Cette voix, ce phrasé si singulier mais aussi ce regard perçant et sa cinégénie renversante n’ont traversé l’univers du septième art que par intermittences dans les années 70 où on la voit cependant chez Chabrol (Que la bête meure), Lelouch (Mariage) ou Molinaro (L’Emmerdeur). Mais tout s’accélère dans les années 80, entamées avec Mille milliards de dollars d’Henri Verneuil où elle incarne l’épouse de Patrick Dewaere. La scène continue à faire appel à elle (Trahisons de Pinter, L’Âge de Monsieur est avancé de Pierre Etaix, Les Liaisons dangereuses de Christopher Hampton…), mais Caroline Cellier se fait beaucoup plus présente sur le grand écran. Tête d’affiche de Poker qui marque les débuts de Catherine Corsini ou de Charlie Dingo de Gilles Béhat, elle impressionne le grand public avec deux magnifiques seconds rôles dans Poulet au vinaigre de Chabrol et surtout L’Année des méduses de Christopher Frank. Sa sensualité renversante et le troublant mystère qui émane d’elle vont marquer toute une génération de spectateurs. Elle sera par ailleurs récompensée du César du second rôle. Elle sera de nouveau nommée en 1993, mais cette fois-ci dans la catégorie premier rôle pour le seul long métrage réalisé par Jean Poiret (qui disparaît peu après) : Le Zèbre, adapté d’Alexandre Jardin.

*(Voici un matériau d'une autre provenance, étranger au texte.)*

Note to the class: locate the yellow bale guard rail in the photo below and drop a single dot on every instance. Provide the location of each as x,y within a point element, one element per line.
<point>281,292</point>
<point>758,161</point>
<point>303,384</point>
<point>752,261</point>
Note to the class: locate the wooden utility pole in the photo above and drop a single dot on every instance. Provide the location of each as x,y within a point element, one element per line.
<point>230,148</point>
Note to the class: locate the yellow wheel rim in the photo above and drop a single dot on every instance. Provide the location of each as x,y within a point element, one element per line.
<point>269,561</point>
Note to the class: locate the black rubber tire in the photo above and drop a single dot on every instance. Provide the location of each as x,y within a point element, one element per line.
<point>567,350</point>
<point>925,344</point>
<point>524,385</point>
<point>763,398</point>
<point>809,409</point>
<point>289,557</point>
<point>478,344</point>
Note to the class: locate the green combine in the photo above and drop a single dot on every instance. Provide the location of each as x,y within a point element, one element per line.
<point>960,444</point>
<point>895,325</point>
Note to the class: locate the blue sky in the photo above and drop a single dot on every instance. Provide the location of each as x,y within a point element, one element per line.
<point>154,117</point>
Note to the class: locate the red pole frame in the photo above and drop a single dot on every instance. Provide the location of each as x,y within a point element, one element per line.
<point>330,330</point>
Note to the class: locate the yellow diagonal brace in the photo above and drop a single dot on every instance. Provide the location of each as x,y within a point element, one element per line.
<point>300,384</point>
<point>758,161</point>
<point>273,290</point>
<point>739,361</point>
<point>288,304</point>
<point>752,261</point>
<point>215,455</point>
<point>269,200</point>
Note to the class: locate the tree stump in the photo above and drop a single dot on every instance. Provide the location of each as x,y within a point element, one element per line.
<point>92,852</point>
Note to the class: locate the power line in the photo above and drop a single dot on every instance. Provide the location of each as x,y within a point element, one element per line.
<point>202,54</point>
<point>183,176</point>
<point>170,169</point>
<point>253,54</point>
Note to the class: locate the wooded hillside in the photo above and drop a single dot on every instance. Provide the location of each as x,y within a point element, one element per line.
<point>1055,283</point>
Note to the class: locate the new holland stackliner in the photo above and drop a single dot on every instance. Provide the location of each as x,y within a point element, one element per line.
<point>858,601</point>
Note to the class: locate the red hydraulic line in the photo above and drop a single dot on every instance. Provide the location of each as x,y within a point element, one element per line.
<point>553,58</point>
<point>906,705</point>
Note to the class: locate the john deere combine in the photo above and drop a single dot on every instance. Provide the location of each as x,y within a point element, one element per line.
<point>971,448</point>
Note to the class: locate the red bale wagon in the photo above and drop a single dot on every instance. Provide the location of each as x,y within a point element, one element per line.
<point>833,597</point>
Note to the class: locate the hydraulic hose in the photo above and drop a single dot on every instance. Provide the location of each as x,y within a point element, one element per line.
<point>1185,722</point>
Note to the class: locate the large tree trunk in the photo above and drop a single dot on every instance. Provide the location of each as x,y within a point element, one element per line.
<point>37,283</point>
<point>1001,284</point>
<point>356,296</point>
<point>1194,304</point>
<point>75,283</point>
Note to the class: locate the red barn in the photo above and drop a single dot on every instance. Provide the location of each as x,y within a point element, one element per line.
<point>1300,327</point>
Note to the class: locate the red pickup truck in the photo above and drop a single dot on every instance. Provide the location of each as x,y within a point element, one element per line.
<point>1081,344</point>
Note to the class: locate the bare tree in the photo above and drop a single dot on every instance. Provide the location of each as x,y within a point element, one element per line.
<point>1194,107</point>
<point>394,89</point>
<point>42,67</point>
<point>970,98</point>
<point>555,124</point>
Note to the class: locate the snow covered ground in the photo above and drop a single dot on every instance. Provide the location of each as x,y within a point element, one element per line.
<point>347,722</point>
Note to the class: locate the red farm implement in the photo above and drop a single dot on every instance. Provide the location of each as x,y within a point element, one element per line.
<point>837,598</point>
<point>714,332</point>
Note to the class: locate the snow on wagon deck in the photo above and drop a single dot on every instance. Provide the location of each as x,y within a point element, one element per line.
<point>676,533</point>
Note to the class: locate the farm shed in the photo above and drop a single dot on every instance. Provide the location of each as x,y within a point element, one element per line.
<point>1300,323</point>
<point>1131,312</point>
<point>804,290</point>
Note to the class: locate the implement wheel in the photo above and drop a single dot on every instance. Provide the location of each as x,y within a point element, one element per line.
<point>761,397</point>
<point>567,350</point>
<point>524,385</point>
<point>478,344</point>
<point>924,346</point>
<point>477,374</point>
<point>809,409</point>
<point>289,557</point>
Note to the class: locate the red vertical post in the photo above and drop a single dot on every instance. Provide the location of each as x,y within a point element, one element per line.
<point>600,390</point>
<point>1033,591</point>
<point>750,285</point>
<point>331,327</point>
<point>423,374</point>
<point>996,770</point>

A partir de là, l’actrice se fera plus discrète. Elle décrochera une nomination au Molière en 1999 pour Un tramway nommé désir, campera l’ex-femme de Jean-Pierre Bacri dans Didier d’Alain Chabat et accompagnera des cinéastes au début de leur carrière (de Nicolas Boukhrief dans Le Plaisir (et ses petits tracas) à Benoît Pétré en passant par Martin Valente avec Fragile(s)). Elle imprime l’écran à chacune de ses apparitions, mais se fait rare, presque évanescente. « Elle était aussi pudique, d'une grande timidité, et orgueilleuse : elle ne faisait rien pour obtenir un rôle, elle attendait qu'on vienne la chercher », explique Dominique Besnehard. C’est cette pudeur, cette timidité mais aussi son élégance infinie et son humour irrésistiblement tranchant qui ont profondément marqué ceux qui ont eu la chance de croiser son chemin.